ATLANTA — Alex Wood’s homecoming was not one to remember.
On a sweltering 94-degree day, Wood earned an early shower while making his first start since 2019 in the area he calls home in the offseason, against the organization that drafted him. With six runs in the first two innings, the Braves built up a big lead early and handed the Giants a 7-6 defeat to send them home with a losing record on this seven-game trip.
Wood lasted six batters into the second inning; they all reached base and he was yanked without recording an out. He was tagged with six runs over one-plus innings, the shortest outing of his career besides a 2015 start that he left injured after two pitches.
“It just sucked. It’s really deflating. … It’s just unfortunate I threw like that it front of all my family and friends,” said Wood, who had a 3.68 ERA over his past six starts entering Thursday. “I actually thought my slider was pretty good today. … Against a lineup like that they usually make you pay.”
In a series — and a road trip — that was defined by close games, its finale teetered on a blowout.
Wood’s dud put the Giants in 7-1 hole by the end of the fourth inning. He walked two and hit two batters while also allowing six hits, including one of two home runs on the day by Dansby Swanson, raising his ERA over 5.00 for the first time this season. In the second, he threw 31 pitches without recording an out.
“We kind of think about that 35-pitch range in a single inning as when a guy might be running out of gas. It started to feel like it was going to be difficult for him to get out of that inning in under 40, maybe even 45 pitches,” manager Gabe Kapler said. “At that point, we figure out how to stretch the game and try to stay in the game.”
The deficit proved too large to dig out, even with scoring rallies in the sixth and the eighth that pulled the Giants within two. All seven games of this trip were decided by two or fewer runs, and the Giants won only three of them.
Joc Pederson unloaded on a mammoth home run with the Giants down to their final out, hammering a pitch from Kenley Jansen 426 feet into the upper concourse in right field that made this only a one-run defeat. The Giants scored the final five runs of the game, and Pederson finished his return to Atlanta 4-for-12 with two home runs.
The Giants’ bullpen gave them a chance at comeback by tossing seven innings while allowing only one run after Wood left the game.
“I told ’em all sorry they had to do that today,” Wood said. “Especially on a day game in Atlanta. It’s not fun for anybody. Hopefully we won’t see that happen again.”
An opposite-field home run from Austin Slater in the fifth was the highlight of the Giants’ day at the plate. Slater, who finished 2-for-4 and was the only Giant with multiple RBIs, got the rare start against a right-hander after Luis González was placed on the 10-day injured list before first pitch with back tightness that also kept him out Wednesday.
The Giants loaded the bases twice but produced a combined two runs out of the prime scoring opportunities. They put runners on base in each of the first four innings but grounded into double plays in each frame.
Mike Yastrzemski’s fourth strikeout of the game ended a bases-loaded opportunity in the sixth, stranding Tommy La Stella and Thairo Estrada, who drove in the inning’s two runs.
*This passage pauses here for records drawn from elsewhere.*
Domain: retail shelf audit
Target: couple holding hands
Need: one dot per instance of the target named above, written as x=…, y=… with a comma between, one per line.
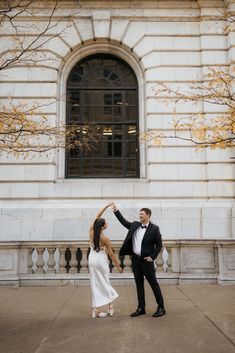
x=143, y=242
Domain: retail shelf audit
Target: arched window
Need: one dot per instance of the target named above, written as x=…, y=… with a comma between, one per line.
x=103, y=89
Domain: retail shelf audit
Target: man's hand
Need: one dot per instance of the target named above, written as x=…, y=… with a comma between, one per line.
x=114, y=207
x=149, y=259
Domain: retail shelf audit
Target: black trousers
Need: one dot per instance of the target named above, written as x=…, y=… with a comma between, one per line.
x=143, y=268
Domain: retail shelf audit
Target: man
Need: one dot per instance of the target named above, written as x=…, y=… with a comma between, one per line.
x=144, y=243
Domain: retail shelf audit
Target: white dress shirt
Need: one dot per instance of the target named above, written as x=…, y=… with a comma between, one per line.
x=137, y=239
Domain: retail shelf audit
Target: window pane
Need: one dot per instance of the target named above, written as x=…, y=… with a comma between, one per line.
x=103, y=90
x=130, y=149
x=73, y=167
x=117, y=166
x=108, y=167
x=130, y=168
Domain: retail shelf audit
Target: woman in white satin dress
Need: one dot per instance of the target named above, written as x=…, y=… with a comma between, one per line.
x=100, y=247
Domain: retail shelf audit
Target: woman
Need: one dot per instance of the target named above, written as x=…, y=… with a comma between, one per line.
x=100, y=247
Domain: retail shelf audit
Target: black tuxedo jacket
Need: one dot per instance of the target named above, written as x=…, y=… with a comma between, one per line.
x=151, y=243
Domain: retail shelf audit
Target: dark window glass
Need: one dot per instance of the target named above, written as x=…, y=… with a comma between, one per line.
x=103, y=90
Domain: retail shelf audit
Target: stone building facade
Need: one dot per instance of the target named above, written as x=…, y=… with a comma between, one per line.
x=191, y=193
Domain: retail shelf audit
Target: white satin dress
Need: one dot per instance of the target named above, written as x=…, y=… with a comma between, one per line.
x=102, y=291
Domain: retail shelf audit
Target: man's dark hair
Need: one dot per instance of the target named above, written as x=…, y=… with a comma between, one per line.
x=147, y=211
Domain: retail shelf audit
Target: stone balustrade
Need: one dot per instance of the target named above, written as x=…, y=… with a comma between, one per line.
x=60, y=262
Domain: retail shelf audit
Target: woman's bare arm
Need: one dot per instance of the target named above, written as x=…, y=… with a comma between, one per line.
x=99, y=214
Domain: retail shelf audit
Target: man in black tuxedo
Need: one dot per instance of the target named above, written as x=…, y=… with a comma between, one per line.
x=144, y=243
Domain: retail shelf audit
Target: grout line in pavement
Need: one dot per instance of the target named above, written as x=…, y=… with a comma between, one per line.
x=206, y=316
x=53, y=321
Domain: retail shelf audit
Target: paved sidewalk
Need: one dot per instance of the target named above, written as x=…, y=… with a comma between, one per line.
x=200, y=318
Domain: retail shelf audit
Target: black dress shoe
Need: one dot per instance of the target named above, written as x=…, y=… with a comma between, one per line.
x=138, y=312
x=160, y=312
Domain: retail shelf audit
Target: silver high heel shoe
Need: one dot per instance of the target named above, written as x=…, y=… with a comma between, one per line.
x=99, y=314
x=110, y=310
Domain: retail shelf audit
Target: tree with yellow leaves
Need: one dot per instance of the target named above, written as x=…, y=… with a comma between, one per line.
x=216, y=88
x=23, y=127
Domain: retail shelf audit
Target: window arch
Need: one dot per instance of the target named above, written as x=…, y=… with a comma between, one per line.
x=103, y=89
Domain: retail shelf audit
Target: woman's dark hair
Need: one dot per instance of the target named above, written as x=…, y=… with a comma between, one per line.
x=147, y=211
x=98, y=224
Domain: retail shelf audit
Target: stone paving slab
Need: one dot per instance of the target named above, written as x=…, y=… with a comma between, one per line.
x=200, y=318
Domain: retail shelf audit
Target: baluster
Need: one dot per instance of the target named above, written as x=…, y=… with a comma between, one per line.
x=57, y=260
x=51, y=261
x=34, y=259
x=67, y=259
x=73, y=262
x=63, y=262
x=84, y=261
x=165, y=258
x=45, y=257
x=79, y=259
x=40, y=261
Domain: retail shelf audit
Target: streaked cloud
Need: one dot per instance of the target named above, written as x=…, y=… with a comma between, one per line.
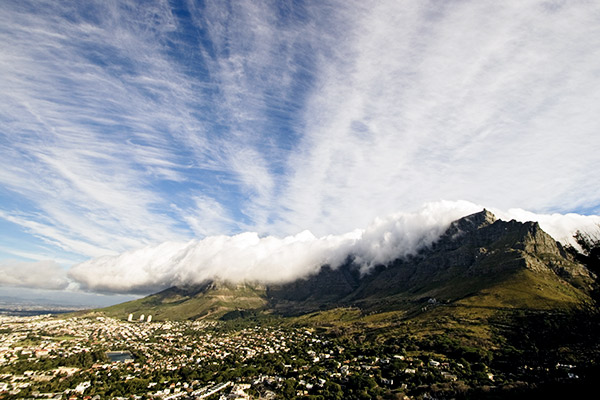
x=250, y=257
x=128, y=124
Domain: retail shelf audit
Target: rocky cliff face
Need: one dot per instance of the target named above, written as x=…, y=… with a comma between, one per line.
x=516, y=264
x=475, y=252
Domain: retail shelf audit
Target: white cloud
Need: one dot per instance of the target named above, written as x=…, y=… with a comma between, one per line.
x=248, y=257
x=487, y=101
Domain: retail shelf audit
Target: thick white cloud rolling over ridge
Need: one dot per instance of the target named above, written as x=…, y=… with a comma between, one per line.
x=248, y=257
x=164, y=131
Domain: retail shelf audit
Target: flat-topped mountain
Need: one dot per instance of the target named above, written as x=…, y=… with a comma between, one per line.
x=478, y=260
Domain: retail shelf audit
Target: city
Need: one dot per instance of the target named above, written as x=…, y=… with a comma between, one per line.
x=101, y=357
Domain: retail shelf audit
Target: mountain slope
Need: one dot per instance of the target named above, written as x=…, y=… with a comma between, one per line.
x=211, y=299
x=478, y=262
x=475, y=254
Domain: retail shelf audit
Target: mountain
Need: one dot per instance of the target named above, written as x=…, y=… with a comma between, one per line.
x=210, y=299
x=479, y=261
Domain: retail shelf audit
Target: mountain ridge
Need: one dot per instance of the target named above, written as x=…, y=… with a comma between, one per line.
x=476, y=255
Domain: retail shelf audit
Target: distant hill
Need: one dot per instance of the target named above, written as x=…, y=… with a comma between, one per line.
x=479, y=261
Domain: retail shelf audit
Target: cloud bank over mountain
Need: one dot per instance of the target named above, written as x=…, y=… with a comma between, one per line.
x=124, y=124
x=248, y=257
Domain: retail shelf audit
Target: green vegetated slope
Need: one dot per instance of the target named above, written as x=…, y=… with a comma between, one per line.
x=480, y=265
x=209, y=300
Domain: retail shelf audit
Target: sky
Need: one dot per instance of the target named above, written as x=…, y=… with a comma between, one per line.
x=143, y=142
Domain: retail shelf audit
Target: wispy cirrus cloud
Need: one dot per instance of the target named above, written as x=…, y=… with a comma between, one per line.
x=129, y=124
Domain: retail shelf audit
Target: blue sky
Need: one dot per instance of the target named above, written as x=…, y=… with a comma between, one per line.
x=128, y=124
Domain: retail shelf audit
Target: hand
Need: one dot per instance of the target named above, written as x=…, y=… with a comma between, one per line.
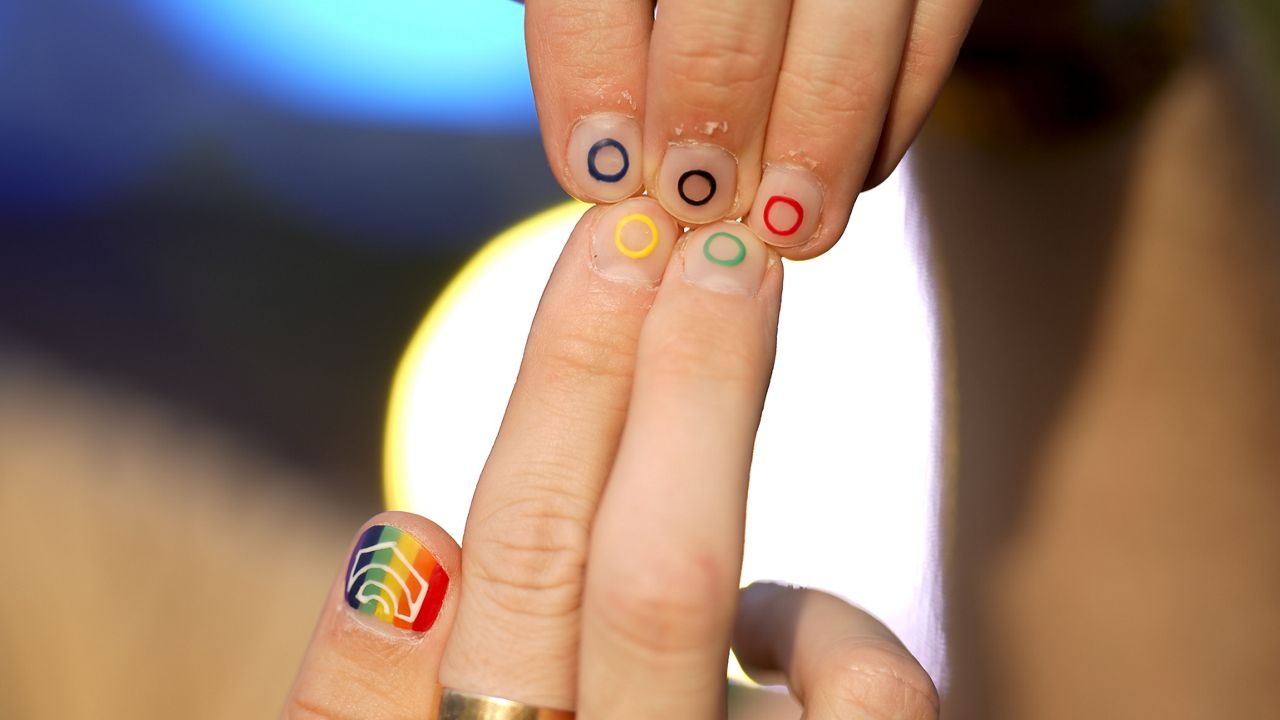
x=777, y=110
x=603, y=548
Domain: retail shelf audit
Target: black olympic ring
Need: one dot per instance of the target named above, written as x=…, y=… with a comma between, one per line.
x=595, y=149
x=704, y=174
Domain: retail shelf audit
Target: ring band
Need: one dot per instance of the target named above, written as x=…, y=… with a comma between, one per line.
x=457, y=705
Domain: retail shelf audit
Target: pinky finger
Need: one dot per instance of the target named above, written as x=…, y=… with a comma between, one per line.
x=938, y=27
x=837, y=660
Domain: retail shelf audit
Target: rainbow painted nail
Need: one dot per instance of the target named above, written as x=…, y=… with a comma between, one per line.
x=396, y=579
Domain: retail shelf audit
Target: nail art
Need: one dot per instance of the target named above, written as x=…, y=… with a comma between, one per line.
x=631, y=241
x=604, y=156
x=593, y=160
x=787, y=215
x=698, y=182
x=769, y=217
x=653, y=236
x=725, y=258
x=396, y=579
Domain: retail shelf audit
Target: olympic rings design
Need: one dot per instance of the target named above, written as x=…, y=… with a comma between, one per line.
x=644, y=251
x=735, y=260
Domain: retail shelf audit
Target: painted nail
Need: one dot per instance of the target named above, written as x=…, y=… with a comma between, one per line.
x=394, y=578
x=698, y=182
x=632, y=241
x=726, y=258
x=787, y=206
x=604, y=156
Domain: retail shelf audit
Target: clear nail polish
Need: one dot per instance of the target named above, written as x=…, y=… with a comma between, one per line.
x=631, y=242
x=396, y=579
x=604, y=156
x=698, y=182
x=787, y=206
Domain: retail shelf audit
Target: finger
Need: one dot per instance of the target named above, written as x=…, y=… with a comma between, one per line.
x=376, y=648
x=712, y=69
x=667, y=543
x=586, y=60
x=837, y=660
x=833, y=90
x=526, y=536
x=938, y=27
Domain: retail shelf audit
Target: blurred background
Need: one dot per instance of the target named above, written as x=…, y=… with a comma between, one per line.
x=246, y=206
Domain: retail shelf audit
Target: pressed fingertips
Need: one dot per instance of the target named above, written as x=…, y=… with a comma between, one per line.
x=787, y=206
x=725, y=258
x=604, y=156
x=631, y=242
x=698, y=182
x=394, y=578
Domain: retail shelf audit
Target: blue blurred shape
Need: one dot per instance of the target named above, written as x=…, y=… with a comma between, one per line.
x=447, y=64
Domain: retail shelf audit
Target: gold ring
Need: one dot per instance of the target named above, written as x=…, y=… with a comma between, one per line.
x=457, y=705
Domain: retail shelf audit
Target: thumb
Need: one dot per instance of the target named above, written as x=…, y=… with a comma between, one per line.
x=376, y=648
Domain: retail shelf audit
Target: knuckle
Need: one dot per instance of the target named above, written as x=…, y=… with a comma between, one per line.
x=583, y=352
x=831, y=96
x=584, y=39
x=876, y=680
x=526, y=557
x=713, y=73
x=300, y=707
x=676, y=605
x=703, y=354
x=923, y=60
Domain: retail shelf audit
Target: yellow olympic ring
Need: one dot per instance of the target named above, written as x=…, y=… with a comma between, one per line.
x=644, y=251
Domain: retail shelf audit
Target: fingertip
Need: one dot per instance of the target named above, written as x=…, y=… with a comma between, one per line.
x=400, y=572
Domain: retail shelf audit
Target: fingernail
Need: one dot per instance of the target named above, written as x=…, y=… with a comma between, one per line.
x=604, y=156
x=787, y=206
x=394, y=578
x=725, y=258
x=698, y=182
x=632, y=241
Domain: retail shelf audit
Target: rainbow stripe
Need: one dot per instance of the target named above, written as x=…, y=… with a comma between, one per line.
x=396, y=579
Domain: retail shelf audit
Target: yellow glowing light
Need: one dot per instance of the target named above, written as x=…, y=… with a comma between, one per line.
x=653, y=236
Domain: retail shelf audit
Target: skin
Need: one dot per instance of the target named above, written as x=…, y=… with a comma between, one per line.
x=826, y=90
x=1114, y=418
x=581, y=586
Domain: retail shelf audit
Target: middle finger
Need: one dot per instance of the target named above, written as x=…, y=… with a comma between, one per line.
x=712, y=69
x=517, y=625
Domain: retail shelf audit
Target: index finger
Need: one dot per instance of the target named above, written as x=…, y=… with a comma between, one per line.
x=586, y=62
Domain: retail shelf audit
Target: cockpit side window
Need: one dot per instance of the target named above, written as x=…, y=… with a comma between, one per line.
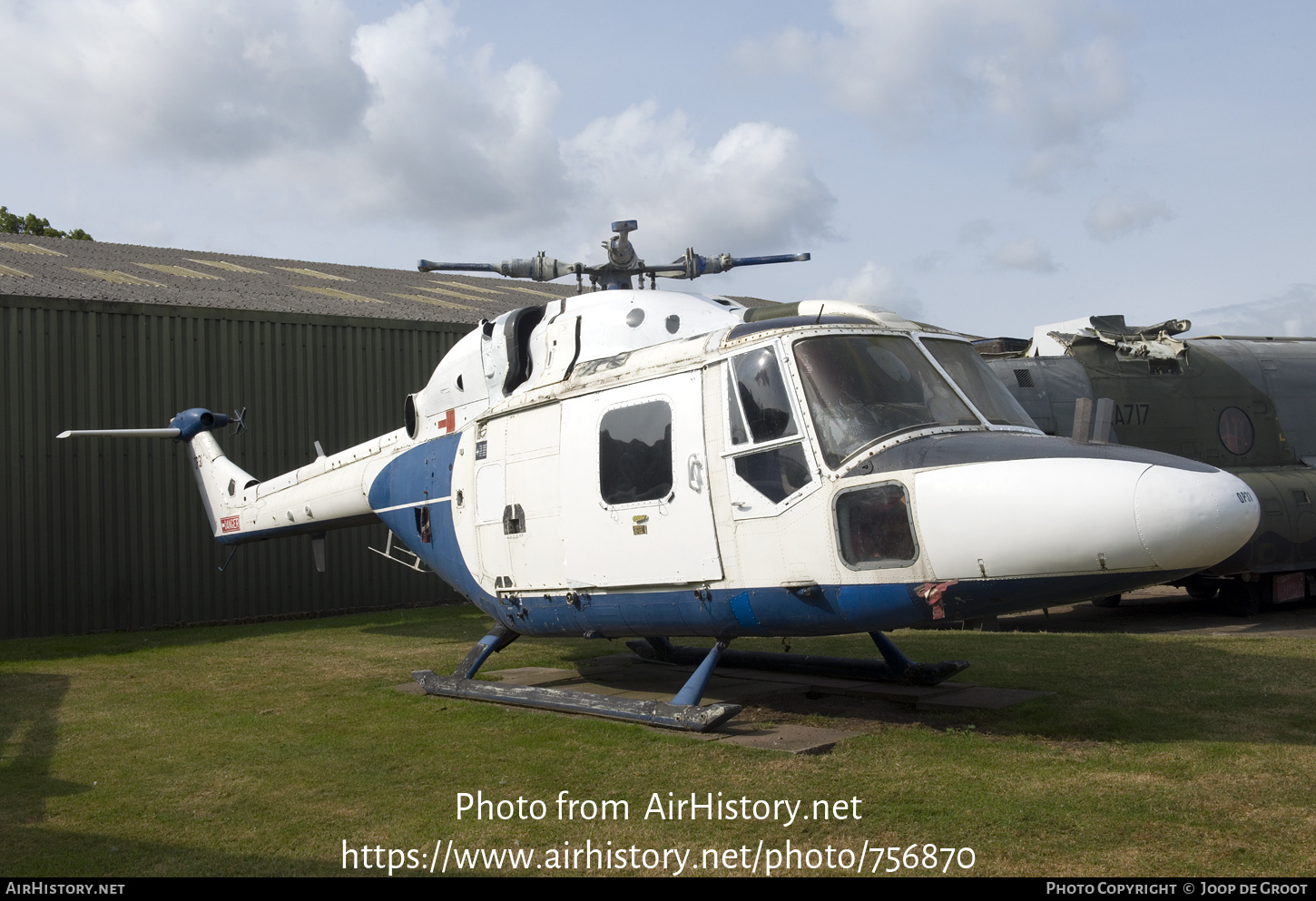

In the first, three straight Giants slapped singles to load the bases after Yastrzemski went down with his first strikeout. But Evan Longoria grounded into the first double play of the day, ending the inning without a run.
“The ninth inning, we had a chance to win it. The tying run came to the plate. It felt like we did everything we could to stay in that game,” Kapler said. “I feel like we had some good at-bats today and kept fighting back all the way through the end of the game. I feel like that’s a moment to be proud of the club for not laying down.”
Just like their day at the plate, the Giants’ seven-game trip through Pittsburgh and Atlanta will be defined by its missed opportunities.
The Giants won the first two games of this trip but dropped four of the last five. They looked primed to sweep the Pirates in its first leg, until being walked off by a rookie’s third home run of the game. The series loss in Atlanta — dropping three of four — should sting even more, after two more walk-off losses that each featured their starters go seven innings while limiting a fierce Atlanta lineup to one run.
“It felt like we were an inch short,” Kapler said. “We weren’t able to get the big hit. They made one more pitch, made one more play, advanced one more base than we did. I personally don’t take a lot of satisfaction out of being close in games. …
“What I will say is whether it’s the Dodgers or the Atlanta Braves, I feel like we can play good baseball with any of them. We’re a good baseball team that hasn’t quite come together yet … that hasn’t been particularly healthy yet. We have a starting rotation that is consistently keeping us in games and a bullpen that has plenty of talent to get it done. I feel like we’re in a fine spot. It’s not great, but it’s fine.”
On the bright side, they return home to face three teams with losing records.
The Giants’ team charter was scheduled to land back in San Francisco around 8 p.m., giving them less than 24 hours to regroup before hosting the Cincinnati Reds to begin an eight-game homestand.